5

Suppose one has a column of words on which one builds a BTREE index:

CREATE TABLE myTable (
  words VARCHAR(25),
  INDEX USING BTREE (words)
);

LOAD DATA LOCAL INFILE '/usr/share/dict/words' INTO TABLE myTable (words);

And now one wants to find the records which share the longest common prefix with some search query, e.g. 'foobar'. I thought to do the following:

SELECT DISTINCT words
FROM   myTable
WHERE  words LIKE CASE
  WHEN NOT EXISTS (SELECT * FROM myTable WHERE words LIKE 'f%') THEN '%'
  WHEN NOT EXISTS (SELECT * FROM myTable WHERE words LIKE 'fo%') THEN 'f%'
  WHEN NOT EXISTS (SELECT * FROM myTable WHERE words LIKE 'foo%') THEN 'fo%'
  WHEN NOT EXISTS (SELECT * FROM myTable WHERE words LIKE 'foob%') THEN 'foo%'
  WHEN NOT EXISTS (SELECT * FROM myTable WHERE words LIKE 'fooba%') THEN 'foob%'
  WHEN NOT EXISTS (SELECT * FROM myTable WHERE words LIKE 'foobar%') THEN 'fooba%'
  ELSE 'foobar%'
END

Which is fine: it's very readable and performant; and it can easily be generated in application code.

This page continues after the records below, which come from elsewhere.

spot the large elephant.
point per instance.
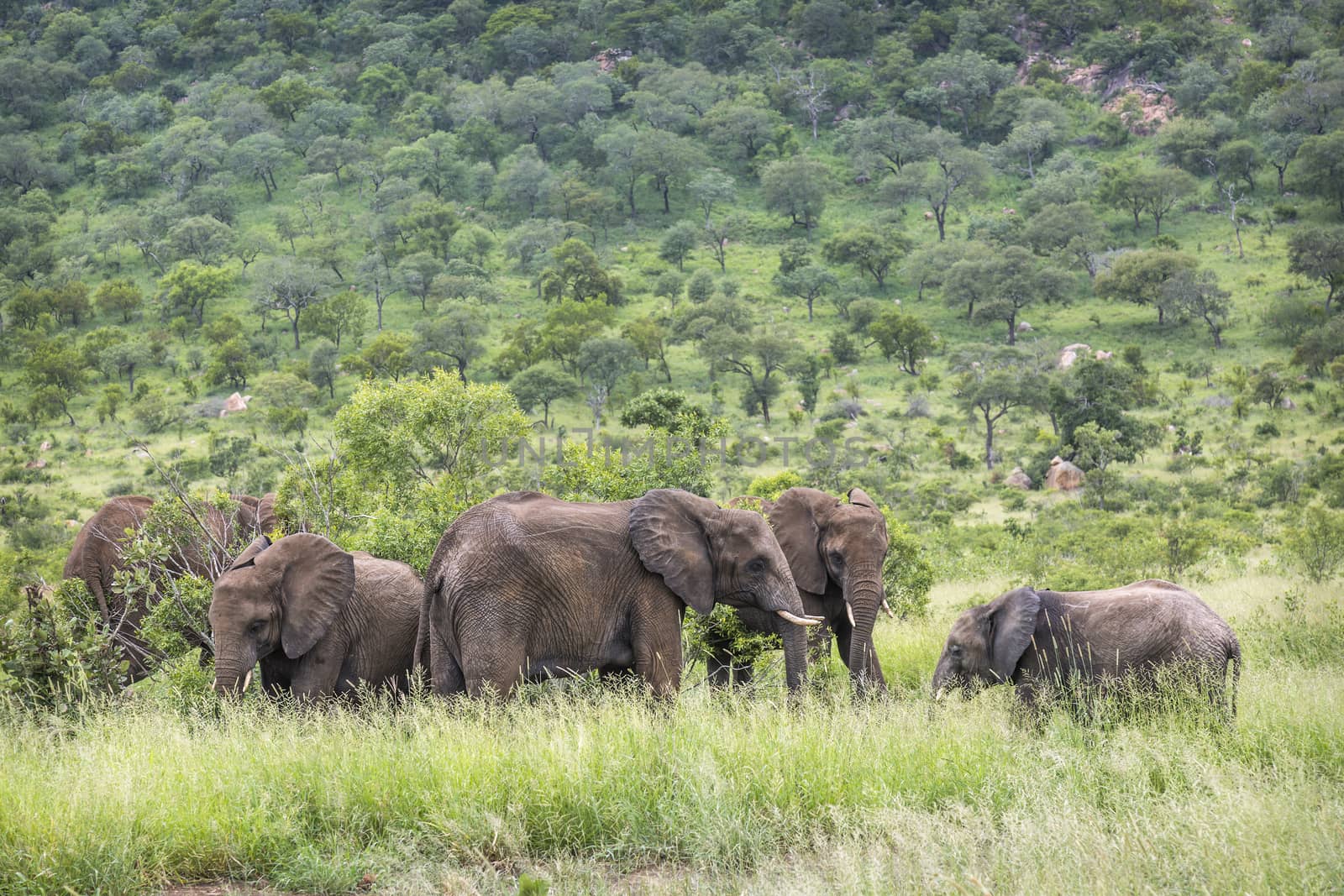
(98, 553)
(318, 618)
(526, 586)
(835, 550)
(1042, 640)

However, this search should be even simpler to resolve: just walk through the index tree according to the search term until a branch does not exist, then return all the results that branch from the current node.

Granted that walking a path through the index only once instead of multiple times is probably a needless micro-optimisation, but it feels as though it should be possible: is it?

eggyal
  • 331
  • 2
  • 8

1 Answers1

1

If you really want to walk just the b-tree index, using the innodb_ruby project can help http://blog.jcole.us/2013/01/14/efficiently-traversing-innodb-btrees-with-the-page-directory/


I think your logic is reversed in your query. It'll start with the shortest word.

How I would handle it is this

DROP PROCEDURE IF EXISTS `find_longest_prefix`;

DELIMITER $$

CREATE PROCEDURE `find_longest_prefix`(IN `word` varchar(255), OUT `word_prefix` varchar(255))
BEGIN
    SET max_sp_recursion_depth = 255;
    SET @nextWord = LEFT(`word`, LENGTH(`word`)-1);

    SELECT COUNT(DISTINCT `words`) FROM `myTABLE` WHERE `words` LIKE CONCAT(`word`, '%') INTO @word_count;

    IF (@word_count > 0)
    THEN
        SET `word_prefix` = `word`;
    ELSE
        IF (LENGTH(@nextWord) > 0)
        THEN
            Call `find_longest_prefix`(@nextWord, `word_prefix`);
        ELSE
            SET `word_prefix` = '';
        END IF;
    END IF;
END$$

DELIMITER ;

This uses the fact that finding a miss on a btree is fast so we just loop around calling recursively until we have a hit.

Examples

No results

mysql> CALL find_longest_prefix(';autobon', @prefix);
Query OK, 1 row affected (0.01 sec)

mysql> SELECT @prefix;
+---------+
| @prefix |
+---------+
|         |
+---------+
1 row in set (0.00 sec)

A few results

mysql> CALL find_longest_prefix('autobon', @prefix);
Query OK, 1 row affected (0.00 sec)

mysql> SELECT @prefix;
+---------+
| @prefix |
+---------+
| auto    |
+---------+
1 row in set (0.00 sec)

And as you can see, the data is correct:

mysql> SELECT * FROM myTable WHERE words LIKE 'auto%' OR words LIKE ';auto%';
+----+-----------------+
| id | words           |
+----+-----------------+
| 19 | AUTOCOMMIT      |
| 20 | AUTOEXTEND_SIZE |
+----+-----------------+
2 rows in set (0.00 sec)

This method should be much faster then actually checking every step before the longest and getting a lot more returned data.

It should be easy for you to have the stored proc SELECT the rows once it finds the correct prefix and return them if you'd prefer.